A criaturinha, de repente, começou a chorar muito. Tudo indicava que ela também tinha se perdido dos pais, e isso ainda quando estava dentro do ovo. O choro dela mexeu com o T-rex. Ele parou e resolveu levar a criaturinha com ele pelo caminho.
“Vou esperar uns dias”, pensou o T-rex. “Aí esse pirralho cresce um pouquinho, já vai dar conta de se virar sozinho e seguir o próprio caminho”. Assim era o plano do T-rex.
A criaturinha foi tagarelando o caminho inteiro, e o T-rex já estava com a cabeça cheia. Então ele começou a chamar a criaturinha de Nico. Isso não incomodava Nico nem um pouco. Ele estava feliz por ter companhia. Nem reparava como o T-rex era cheio de mudanças de humor. Nico também não conseguia entender como o T-rex não sabia o próprio nome e, por isso, passou a chamá-lo simplesmente de Gigante.
Era uma dupla bem esquisita. Todo mundo que passava por ali parava um instante para olhar. E o Gigante não gostava nem um pouco disso. “Nico, escuta. Amanhã de manhã eu me levanto e vou embora sem você. Está na hora de se virar sozinho”, disse o Gigante numa noite. Nico chorou a noite inteira.
O T-rex já não aguentava mais ouvir aquilo e saiu ainda antes de clarear. É claro que, o caminho todo, ele pensou em Nico. Chegou até a sentir uma pequena tristeza, o que o deixou completamente confuso. Quando o T-rex parou para tirar uma soneca ao meio-dia, as lágrimas começaram a escorrer.
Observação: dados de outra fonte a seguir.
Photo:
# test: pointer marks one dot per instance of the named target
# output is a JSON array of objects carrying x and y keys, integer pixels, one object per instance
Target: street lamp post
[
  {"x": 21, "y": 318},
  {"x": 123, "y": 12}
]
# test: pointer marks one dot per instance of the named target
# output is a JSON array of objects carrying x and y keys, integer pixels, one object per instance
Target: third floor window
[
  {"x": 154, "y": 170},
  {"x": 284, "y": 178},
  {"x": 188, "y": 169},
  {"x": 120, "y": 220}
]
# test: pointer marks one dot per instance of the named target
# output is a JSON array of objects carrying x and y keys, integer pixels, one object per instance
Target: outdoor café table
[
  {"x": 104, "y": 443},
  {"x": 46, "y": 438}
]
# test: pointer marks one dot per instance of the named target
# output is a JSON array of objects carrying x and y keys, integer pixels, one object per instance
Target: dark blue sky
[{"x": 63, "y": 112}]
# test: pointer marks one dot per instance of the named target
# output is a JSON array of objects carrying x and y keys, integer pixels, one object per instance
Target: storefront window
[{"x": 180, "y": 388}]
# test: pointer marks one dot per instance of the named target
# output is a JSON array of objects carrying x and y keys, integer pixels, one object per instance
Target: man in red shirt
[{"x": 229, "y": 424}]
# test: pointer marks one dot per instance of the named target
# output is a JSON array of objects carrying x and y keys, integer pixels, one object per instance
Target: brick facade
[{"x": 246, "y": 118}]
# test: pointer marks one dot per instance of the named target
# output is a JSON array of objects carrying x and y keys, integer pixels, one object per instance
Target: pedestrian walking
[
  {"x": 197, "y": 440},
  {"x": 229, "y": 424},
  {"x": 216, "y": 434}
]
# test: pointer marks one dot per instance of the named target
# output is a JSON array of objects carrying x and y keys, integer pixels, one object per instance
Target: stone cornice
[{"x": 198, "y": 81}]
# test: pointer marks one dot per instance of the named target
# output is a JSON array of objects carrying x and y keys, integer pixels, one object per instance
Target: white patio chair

Ele não entendia nadinha o que estava acontecendo.
Afinal, aquele pestinha tinha passado dias e dias só enchendo a paciência dele. De repente, o T-rex se deu conta de que tinha encontrado um amigo de quem gostava de verdade. Ele nunca tinha sentido nada assim, e isso o deixou confuso.
No fim, ele se virou e voltou para buscar Nico. Nico ainda estava deitado, encolhidinho em forma de bolinha, e chorava. Ele gostava muito do Gigante. Para ele, o Gigante era como uma mãe. Essa comparação deixava o Gigante bem ofendido, mas não tinha jeito.
Quando Nico o viu, correu até ele e começou a tagarelar. E tagarelou o dia inteiro, até pegar no sono de tanto cansaço.
Daquele dia em diante, Nico e Gigante viraram os melhores amigos. As criaturas de toda a vizinhança já conheciam os dois, e por isso nem estranhavam tanto quando os encontravam. Duas criaturas solitárias encontraram, uma na outra, um amigo para a vida toda e seguiram juntos pela vida.